Em sua tese, Camila faz um contraponto com o caso de João Hélio Fernandes Vieites, que morreu aos seis anos de idade, em 2007, também no Rio de Janeiro (RJ), durante um assalto. Os assaltantes assumiram a direção do carro antes que a mãe conseguisse tirar a criança do banco traseiro do veículo. Ele foi arrastado por várias ruas, preso ao cinto de segurança pelo lado de fora. O caso teve grande repercussão, e foi marcado por protestos.

“Era uma criança branca, de classe média, que também foi arrastado por um carro. E João Hélio foi chamado pelo nome em todas as reportagens.
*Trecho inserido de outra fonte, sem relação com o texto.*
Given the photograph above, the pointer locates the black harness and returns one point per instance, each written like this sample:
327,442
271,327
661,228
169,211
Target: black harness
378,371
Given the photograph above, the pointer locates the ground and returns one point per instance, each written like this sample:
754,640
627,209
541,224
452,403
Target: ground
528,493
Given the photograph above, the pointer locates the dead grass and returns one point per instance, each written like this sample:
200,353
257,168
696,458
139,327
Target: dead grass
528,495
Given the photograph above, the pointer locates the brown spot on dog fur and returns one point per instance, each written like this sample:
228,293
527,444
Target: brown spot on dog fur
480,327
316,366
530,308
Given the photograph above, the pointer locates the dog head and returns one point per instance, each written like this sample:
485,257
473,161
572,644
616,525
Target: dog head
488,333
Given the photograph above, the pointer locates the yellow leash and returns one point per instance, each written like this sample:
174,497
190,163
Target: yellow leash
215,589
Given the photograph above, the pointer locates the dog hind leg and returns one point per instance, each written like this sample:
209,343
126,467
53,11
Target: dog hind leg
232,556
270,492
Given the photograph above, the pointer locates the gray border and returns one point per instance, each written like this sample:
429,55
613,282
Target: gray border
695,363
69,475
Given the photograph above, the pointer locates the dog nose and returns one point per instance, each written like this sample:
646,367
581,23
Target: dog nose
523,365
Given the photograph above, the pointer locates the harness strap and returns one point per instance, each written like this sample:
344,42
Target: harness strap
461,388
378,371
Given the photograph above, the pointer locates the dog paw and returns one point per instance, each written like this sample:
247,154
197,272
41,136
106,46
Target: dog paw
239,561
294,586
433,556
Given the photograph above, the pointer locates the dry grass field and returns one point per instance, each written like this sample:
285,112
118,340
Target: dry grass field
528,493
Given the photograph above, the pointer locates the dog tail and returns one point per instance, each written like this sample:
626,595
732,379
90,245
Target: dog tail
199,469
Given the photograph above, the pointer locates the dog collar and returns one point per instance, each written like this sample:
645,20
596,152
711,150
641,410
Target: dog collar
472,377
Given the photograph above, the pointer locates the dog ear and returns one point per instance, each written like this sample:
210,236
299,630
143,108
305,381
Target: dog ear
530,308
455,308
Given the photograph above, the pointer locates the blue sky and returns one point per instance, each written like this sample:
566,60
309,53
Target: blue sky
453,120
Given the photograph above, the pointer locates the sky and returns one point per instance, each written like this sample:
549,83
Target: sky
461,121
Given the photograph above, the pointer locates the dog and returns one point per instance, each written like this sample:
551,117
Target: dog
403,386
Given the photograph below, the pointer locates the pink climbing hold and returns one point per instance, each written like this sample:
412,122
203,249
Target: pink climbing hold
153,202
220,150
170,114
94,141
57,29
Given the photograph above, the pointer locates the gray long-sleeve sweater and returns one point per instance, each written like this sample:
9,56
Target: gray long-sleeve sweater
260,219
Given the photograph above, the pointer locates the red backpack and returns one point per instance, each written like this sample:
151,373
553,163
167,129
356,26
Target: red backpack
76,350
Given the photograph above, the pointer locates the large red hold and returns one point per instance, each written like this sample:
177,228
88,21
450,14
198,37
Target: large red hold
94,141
Não o chamam de ‘o menino arrastado’.”

Para Camila, é preciso pedir por justiça ressaltando que o genocídio contra a população negra no Brasil não é praticado somente pela polícia que aperta o gatilho. 

“Não é só o policial que está na rua. Esse genocídio está sendo praticado pelo Ministério Público quando pede os arquivamentos e pelo judiciário quando chancela. Muito mais responsável é quem está dentro dos seus gabinetes usando suas togas e becas, com canetas de ouro nas mãos e assinando a morte de homens e mulheres negras”, finaliza.